BMI - Not Necessarily the Best Measure

We’ve urged, and been urged, the need to calculate the BMI to give a ‘better’ reading of overweight and obesity that just the poundage. And we’ve been persuaded that waist girth is sometimes a better predictor of trouble than either of these. Nevertheless, clinical studies usually classify their subjects by BMI: 20-25 is normal, 25-30 is overweight, 30-35 is obese, and so on. For those of us who have a BMI of 26 and are unhappy being considered overweight, help is at hand.

A meta-analysis of 40 clinical studies has been reported in the medical journal Lancet. The analysis covered 250,000 patients with coronary heart disease over a 3½ year period. Results showed that total and cardiovascular mortality were, in fact, better for overweight and mildly obese groups, compared with ‘normal’ BMI patients. How to explain this?

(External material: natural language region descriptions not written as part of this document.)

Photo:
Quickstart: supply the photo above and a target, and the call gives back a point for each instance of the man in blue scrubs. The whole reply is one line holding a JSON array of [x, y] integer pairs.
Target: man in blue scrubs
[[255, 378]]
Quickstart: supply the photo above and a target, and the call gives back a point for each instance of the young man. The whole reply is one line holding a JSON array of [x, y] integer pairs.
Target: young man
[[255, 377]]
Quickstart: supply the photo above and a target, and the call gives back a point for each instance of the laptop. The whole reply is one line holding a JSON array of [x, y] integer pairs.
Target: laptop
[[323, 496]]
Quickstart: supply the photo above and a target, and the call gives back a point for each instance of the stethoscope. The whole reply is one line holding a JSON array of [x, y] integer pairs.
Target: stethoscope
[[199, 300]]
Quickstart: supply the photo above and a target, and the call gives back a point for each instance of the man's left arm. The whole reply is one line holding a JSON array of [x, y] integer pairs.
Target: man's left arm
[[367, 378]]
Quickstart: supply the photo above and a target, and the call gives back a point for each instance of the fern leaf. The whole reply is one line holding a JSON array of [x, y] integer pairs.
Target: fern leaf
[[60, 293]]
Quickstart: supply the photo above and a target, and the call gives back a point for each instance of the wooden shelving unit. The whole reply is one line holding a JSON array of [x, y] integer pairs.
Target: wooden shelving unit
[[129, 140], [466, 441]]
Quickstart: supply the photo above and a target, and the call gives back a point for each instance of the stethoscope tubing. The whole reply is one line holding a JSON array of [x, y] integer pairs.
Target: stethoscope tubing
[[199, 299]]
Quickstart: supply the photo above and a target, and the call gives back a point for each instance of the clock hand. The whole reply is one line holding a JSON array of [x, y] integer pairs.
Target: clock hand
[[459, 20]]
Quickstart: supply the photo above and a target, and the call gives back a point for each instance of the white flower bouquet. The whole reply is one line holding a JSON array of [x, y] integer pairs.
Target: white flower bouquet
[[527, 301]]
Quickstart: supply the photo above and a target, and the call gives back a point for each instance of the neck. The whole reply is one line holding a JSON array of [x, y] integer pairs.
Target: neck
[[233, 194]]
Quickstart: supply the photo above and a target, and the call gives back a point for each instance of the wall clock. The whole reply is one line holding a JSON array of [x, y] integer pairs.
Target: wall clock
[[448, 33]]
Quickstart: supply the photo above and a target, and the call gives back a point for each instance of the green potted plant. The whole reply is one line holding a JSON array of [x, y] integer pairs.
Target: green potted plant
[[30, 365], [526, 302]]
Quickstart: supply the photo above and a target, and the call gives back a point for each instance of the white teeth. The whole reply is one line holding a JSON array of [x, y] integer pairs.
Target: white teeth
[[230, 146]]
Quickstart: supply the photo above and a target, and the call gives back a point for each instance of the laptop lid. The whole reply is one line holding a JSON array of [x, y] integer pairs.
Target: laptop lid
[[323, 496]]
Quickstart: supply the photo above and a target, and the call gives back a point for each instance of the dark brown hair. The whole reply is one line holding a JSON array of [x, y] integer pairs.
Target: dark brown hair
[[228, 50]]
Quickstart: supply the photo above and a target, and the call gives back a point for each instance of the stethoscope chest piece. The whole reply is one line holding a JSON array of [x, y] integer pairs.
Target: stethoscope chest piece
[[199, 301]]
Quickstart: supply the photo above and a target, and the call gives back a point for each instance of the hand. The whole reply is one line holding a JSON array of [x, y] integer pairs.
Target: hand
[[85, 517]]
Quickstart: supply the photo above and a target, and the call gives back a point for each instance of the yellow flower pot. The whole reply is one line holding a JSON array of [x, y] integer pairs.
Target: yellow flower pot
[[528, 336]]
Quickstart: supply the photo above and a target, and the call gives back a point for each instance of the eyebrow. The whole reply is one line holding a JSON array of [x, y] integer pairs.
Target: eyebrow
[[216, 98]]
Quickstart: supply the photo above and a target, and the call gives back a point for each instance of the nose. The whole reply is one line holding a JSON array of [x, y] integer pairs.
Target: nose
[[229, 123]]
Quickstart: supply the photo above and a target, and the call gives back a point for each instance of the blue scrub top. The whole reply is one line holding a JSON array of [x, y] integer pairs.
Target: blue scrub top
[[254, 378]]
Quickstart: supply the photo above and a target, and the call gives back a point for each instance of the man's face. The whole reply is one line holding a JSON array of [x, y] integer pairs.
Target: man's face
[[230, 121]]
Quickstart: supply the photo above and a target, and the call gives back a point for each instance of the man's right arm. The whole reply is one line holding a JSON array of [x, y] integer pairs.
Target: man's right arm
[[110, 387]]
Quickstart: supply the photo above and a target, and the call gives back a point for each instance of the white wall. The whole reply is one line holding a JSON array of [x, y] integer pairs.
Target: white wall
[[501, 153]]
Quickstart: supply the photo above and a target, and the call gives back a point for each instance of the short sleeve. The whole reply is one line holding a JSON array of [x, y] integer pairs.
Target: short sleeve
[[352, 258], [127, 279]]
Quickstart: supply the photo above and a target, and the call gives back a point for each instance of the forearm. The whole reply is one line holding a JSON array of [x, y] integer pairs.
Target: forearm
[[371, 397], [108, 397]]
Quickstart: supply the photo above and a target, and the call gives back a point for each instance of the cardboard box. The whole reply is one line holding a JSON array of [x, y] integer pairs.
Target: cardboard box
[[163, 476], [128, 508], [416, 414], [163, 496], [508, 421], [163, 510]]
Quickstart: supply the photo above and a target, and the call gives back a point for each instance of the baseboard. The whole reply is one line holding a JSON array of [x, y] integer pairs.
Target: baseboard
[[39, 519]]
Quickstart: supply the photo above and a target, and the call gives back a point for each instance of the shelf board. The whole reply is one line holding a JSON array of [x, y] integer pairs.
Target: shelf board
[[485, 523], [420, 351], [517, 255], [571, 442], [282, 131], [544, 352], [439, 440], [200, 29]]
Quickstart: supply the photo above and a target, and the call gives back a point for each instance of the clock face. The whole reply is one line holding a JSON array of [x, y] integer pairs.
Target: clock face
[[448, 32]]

It seems that the BMI fails to discriminate between body fat and lean mass. The better outcome for overweight people is probably because they have more muscle than normal-weight people (which makes me feel a lot better). Since abdominal adiposity, or central obesity, poses a clear risk for cardiovascular disease, the use of the tape measure may indeed be the best solution. And preventive measures should concentrate on a reduction in body fat, rather than simple weight loss. But this is really a change in what you measure, not what you do – you must still exercise a lot and avoid saturated fats, trans fats, and too many calories. Meanwhile, don’t expect clinical studies to switch from BMI values to pounds (or kilograms) or even percentage body fat. It will take time for this new concept to be digested and accepted by the clinicians before they adapt their protocols accordingly.